Vistos los preceptos citados y demás de general y pertinente aplicación,
Fallo
DESESTIMAMOSel recurso de apelación interpuesto por la representación de don Mauricio contra la Sentencia de fecha 1 de septiembre de 2020 dictada en los autos número 1596/2019 por el Juzgado de Primera Instancia número 14 de Valencia, resolución que confirmamos, condenando a la parte apelante al pago de las costas causadas en esta alzada.
Y a su tiempo, devuélvanse los autos al Juzgado de procedencia para su ejecución y debido cumplimiento.

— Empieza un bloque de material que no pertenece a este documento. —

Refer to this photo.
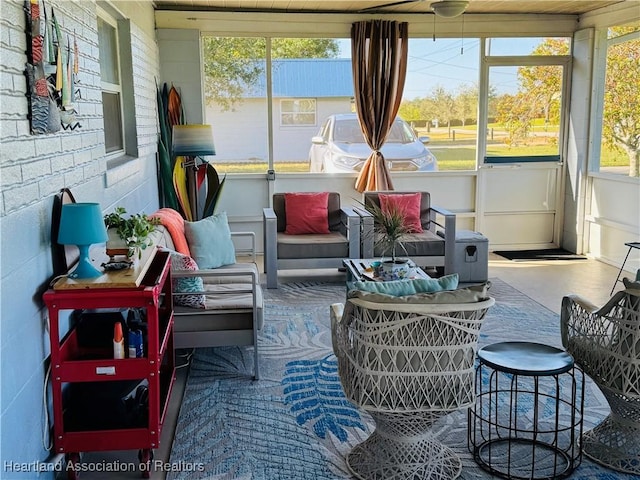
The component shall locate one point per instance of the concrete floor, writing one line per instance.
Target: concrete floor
(544, 281)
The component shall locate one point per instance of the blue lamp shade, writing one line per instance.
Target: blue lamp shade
(82, 224)
(193, 140)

Contra la presente resolución cabe Recurso de Casación por interés casacional, al haberse tramitado atendiendo a la materia, siempre que en la resolución concurran los requisitos establecidos en el artículo 477-2-3º, en su redacción dada por la Ley 37/2011 de 10 octubre 2011, y en tal caso recurso extraordinario por infracción procesal. El recurso deberá interponerse ante este Tribunal en el plazo de 20 días,
Así por esta nuestra sentencia, de la que se unirá certificación al rollo de Sala, lo pronunciamos, mandamos y firmamos.
PUBLICACIÓN.- Doy fe: Que la anterior sentencia ha sido leída y publicada por el Ilma. Sra. Magistrada Ponente estando celebrando audiencia pública la Sección Séptima de la Ilma. Audiencia Provincial, en el mismo día de su fecha. Valencia a veinte de enero de dos mil veintiuno.